Without soccer, there would be no medical career, he said. The extra money the athletic scholarship gave him helped him get to where he is today.

“I came from a relatively poor family, rich in heart, but poor in finances,” he said. “With the soccer scholarship, some other scholarships and working, as well, I was able to finish my college career and go on and become a physician.”

Dr. Zopfi and Kim, also a soccer enthusiast, moved to Fairfield in 1991 and quickly both began coaching at various levels throughout the city, from youth to high school. From the beginning, medicine and soccer were the focus of much of his time. While Dr. Zopfi worked at NorthBay, he was also head coach (boys and girls) at Armijo High School for many years. And Kim Zopfi was the first head coach (boys and girls) at Rodriguez High School when it was founded in 2001.

All five of their children grew up playing soccer. There are now five grandchildren.

“I’ve had the privilege to coach a lot of teams,” he said. “I think the thing I’m proudest of is that I have the opportunity now to meet a number of former players and see how they’ve grown up and the type of people they have become. You realize that you may have had a positive impact on them. We have a big Halloween display every year at home and the kids that I coached are now bringing their kids by to see the display.”

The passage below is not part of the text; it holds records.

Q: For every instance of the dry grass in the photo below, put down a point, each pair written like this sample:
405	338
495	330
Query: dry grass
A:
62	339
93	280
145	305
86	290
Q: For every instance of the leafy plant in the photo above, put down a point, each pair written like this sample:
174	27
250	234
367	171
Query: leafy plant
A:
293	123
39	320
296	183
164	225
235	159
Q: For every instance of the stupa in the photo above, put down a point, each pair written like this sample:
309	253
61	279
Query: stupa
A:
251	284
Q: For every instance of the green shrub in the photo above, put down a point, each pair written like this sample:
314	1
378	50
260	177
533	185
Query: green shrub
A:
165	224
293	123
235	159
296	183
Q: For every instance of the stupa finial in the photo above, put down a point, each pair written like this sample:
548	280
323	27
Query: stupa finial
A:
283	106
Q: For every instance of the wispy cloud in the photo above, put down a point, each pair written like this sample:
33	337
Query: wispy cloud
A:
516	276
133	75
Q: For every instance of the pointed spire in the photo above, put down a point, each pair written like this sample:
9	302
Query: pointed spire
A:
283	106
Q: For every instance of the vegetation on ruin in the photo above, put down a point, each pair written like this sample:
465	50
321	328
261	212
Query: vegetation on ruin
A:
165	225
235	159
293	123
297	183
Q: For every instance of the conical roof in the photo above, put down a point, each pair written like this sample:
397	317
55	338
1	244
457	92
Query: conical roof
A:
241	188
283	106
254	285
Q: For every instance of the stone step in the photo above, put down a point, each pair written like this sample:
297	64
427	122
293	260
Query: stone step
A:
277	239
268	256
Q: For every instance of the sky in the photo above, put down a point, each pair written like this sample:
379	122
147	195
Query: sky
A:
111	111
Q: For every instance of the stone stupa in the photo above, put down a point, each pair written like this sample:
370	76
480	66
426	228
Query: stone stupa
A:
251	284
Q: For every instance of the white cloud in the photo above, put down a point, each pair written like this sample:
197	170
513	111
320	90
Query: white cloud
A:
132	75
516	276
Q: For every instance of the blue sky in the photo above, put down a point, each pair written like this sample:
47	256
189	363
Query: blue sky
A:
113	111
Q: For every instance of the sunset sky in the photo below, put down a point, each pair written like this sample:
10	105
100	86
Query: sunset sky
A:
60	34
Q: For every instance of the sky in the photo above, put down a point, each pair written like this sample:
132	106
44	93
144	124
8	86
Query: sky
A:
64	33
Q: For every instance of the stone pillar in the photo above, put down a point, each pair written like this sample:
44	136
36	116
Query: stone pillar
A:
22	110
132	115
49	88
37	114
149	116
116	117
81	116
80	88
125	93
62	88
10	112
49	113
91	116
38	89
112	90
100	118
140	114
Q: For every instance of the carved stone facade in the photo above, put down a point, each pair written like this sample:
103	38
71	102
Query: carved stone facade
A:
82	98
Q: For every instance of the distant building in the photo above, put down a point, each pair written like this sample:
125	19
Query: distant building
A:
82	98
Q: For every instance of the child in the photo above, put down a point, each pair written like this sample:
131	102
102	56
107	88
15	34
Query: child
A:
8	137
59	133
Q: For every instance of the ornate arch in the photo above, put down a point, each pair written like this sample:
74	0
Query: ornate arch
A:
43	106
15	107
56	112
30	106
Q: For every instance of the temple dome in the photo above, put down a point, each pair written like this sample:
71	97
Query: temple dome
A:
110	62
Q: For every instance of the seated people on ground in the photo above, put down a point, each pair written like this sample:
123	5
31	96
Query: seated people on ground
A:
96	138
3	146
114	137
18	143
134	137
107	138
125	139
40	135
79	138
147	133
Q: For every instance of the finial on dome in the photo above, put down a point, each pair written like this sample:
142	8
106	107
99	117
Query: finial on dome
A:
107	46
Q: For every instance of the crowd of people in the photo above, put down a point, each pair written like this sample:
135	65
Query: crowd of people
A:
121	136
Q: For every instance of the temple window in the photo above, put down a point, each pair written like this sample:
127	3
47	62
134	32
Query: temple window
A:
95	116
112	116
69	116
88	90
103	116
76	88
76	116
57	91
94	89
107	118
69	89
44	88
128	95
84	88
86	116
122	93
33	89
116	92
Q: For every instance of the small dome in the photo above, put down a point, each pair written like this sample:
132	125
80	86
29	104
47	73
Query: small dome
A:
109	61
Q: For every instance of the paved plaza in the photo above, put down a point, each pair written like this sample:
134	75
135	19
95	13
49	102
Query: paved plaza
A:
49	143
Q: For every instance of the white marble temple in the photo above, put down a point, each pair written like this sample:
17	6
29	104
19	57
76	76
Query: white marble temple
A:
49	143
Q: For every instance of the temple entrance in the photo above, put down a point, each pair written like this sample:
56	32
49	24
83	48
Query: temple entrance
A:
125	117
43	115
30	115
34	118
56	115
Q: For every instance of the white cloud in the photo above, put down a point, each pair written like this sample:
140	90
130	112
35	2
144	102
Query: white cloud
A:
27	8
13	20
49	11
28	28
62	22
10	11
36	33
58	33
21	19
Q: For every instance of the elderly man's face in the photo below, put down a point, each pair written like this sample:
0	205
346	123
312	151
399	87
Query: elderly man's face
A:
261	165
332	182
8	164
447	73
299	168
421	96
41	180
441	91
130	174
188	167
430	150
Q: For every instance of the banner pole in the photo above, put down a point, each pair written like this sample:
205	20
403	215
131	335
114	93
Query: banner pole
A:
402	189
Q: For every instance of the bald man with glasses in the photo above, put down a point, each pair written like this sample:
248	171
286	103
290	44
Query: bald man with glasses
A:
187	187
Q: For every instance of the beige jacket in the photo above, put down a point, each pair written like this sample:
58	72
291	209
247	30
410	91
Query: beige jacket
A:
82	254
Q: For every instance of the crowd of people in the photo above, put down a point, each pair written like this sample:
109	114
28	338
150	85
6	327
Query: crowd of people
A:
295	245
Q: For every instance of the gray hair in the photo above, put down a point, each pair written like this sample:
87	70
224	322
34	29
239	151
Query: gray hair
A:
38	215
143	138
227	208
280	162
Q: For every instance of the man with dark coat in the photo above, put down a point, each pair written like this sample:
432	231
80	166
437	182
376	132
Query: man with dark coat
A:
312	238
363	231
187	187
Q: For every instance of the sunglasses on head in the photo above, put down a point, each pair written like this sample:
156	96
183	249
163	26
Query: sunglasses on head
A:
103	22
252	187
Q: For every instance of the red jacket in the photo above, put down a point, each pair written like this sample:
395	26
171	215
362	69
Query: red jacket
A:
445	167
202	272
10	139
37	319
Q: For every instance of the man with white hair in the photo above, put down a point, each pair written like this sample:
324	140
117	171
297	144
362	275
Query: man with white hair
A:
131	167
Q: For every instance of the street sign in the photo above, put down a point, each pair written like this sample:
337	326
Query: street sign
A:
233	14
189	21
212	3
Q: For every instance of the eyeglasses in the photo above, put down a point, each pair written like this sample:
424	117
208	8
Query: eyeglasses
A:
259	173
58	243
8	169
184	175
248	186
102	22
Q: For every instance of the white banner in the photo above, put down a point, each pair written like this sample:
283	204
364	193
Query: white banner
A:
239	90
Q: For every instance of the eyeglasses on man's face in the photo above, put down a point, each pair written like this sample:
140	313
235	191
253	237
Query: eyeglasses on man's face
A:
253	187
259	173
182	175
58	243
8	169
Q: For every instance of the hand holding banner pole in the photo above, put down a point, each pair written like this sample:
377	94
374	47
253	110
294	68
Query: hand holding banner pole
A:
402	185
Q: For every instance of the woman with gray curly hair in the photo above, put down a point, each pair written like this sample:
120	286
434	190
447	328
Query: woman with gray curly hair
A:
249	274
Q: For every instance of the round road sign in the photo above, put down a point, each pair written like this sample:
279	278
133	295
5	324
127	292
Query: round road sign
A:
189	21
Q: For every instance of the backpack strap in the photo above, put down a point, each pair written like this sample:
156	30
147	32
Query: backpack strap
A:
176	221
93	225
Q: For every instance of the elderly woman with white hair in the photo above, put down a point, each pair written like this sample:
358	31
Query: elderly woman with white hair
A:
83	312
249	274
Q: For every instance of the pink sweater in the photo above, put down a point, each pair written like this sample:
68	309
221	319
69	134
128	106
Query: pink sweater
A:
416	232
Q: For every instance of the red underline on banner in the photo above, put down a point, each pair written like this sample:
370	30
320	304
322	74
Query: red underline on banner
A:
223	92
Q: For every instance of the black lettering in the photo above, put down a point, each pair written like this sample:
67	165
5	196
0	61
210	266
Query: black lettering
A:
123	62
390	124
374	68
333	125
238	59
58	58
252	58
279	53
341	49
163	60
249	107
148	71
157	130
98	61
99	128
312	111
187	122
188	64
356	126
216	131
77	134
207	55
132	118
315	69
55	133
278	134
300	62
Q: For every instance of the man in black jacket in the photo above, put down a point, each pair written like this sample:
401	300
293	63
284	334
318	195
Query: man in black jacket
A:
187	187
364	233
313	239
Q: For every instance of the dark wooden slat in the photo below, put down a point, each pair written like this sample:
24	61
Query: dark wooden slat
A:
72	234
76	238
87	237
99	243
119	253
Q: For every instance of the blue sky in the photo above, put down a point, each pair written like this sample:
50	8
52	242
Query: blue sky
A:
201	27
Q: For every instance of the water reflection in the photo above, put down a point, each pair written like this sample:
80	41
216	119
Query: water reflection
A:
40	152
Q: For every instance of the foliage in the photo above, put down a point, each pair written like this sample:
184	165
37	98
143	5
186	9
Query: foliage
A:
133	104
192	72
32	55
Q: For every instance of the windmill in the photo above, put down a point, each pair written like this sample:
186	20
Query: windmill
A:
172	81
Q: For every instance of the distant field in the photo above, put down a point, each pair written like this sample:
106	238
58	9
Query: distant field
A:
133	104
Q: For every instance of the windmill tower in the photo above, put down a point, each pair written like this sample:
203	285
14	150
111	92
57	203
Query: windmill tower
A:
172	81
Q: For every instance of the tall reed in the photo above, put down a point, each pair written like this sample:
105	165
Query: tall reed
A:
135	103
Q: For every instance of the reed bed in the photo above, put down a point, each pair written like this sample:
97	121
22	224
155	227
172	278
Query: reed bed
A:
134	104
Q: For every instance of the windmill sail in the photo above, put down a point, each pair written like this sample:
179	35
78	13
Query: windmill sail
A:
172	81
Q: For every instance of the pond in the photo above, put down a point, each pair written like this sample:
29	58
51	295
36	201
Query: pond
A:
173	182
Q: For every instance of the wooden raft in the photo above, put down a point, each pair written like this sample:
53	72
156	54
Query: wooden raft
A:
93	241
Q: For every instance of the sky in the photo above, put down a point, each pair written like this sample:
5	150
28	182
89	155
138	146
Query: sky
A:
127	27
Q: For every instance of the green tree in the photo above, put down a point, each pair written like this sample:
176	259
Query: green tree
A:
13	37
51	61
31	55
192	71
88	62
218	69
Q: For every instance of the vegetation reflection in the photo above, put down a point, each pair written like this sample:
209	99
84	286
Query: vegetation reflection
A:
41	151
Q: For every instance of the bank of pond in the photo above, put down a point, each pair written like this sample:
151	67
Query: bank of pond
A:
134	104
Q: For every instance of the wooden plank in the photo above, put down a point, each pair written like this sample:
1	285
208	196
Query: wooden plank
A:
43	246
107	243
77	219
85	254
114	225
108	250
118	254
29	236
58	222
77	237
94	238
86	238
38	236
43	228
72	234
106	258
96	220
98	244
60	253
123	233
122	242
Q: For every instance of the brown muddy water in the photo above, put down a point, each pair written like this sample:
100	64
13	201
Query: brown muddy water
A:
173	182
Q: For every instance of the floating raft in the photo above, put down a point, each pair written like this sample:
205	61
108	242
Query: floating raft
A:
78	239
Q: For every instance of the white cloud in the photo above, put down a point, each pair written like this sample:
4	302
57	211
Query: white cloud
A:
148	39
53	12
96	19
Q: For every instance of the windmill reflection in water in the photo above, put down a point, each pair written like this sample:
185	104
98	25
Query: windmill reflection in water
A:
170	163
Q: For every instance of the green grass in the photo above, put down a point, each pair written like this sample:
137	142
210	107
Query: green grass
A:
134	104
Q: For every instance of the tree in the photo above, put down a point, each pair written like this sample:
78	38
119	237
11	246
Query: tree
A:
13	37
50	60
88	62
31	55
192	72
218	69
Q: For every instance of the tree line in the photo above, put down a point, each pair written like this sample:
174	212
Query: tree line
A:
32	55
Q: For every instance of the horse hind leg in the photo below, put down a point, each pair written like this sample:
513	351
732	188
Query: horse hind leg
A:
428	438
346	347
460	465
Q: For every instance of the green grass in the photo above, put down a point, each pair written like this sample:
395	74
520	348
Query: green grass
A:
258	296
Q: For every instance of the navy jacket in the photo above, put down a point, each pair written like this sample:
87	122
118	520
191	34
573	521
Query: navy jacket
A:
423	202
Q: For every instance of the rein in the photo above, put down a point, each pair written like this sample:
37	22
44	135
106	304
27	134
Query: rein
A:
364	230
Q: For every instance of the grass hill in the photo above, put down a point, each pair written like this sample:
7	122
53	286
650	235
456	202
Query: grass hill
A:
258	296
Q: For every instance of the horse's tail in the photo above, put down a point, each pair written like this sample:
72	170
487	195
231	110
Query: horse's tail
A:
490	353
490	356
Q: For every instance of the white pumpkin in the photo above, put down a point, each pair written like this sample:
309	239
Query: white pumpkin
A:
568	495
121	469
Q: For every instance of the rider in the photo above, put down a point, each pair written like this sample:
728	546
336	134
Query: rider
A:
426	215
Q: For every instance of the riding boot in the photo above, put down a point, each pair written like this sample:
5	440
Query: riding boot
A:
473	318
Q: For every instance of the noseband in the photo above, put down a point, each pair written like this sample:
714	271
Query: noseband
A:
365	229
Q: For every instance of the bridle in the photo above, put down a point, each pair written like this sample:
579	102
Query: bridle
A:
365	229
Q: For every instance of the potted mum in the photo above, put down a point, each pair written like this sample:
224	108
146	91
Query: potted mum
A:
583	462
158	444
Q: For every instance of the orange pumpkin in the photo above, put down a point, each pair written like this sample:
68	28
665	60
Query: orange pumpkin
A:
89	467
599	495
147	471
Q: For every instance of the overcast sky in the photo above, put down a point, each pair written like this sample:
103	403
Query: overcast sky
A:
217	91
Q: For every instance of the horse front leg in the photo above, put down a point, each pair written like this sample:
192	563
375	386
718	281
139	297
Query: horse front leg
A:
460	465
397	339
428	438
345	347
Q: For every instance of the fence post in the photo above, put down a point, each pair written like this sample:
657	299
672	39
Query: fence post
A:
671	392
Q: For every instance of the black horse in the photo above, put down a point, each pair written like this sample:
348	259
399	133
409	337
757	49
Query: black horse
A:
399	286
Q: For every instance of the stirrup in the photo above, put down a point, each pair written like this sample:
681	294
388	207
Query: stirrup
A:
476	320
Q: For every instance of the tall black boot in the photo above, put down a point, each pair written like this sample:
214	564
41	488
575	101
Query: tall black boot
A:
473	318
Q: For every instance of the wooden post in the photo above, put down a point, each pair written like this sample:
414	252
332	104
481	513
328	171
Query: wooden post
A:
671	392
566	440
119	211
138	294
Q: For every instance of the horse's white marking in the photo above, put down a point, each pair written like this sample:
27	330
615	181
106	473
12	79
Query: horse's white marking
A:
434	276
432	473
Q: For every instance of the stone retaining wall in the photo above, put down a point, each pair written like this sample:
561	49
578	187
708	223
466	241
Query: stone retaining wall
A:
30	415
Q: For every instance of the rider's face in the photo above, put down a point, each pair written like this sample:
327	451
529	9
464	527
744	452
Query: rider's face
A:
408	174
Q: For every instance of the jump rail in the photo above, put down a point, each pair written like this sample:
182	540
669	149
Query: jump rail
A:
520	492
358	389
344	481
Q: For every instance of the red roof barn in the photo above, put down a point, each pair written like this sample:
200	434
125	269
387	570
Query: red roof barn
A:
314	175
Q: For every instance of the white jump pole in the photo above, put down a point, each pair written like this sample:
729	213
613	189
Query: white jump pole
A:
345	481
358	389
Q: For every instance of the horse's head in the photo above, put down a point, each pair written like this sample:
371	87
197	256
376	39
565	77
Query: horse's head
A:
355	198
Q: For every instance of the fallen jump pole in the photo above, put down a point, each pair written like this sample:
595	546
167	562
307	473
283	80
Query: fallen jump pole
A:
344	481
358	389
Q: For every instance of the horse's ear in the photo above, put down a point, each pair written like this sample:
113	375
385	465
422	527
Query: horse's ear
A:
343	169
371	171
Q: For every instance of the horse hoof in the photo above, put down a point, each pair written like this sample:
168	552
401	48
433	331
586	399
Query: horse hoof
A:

Dr. Zopfi also refereed many matches and eventually moved into administrative roles throughout the city. He was the chairman of the California Youth Soccer Association North for nine years, which eventually led to his current election as national chairman of the U.S. Youth Soccer.

His work in medicine and soccer provide similar rewards, he said.

“It’s kind of the same,” he said. “You are helping people.”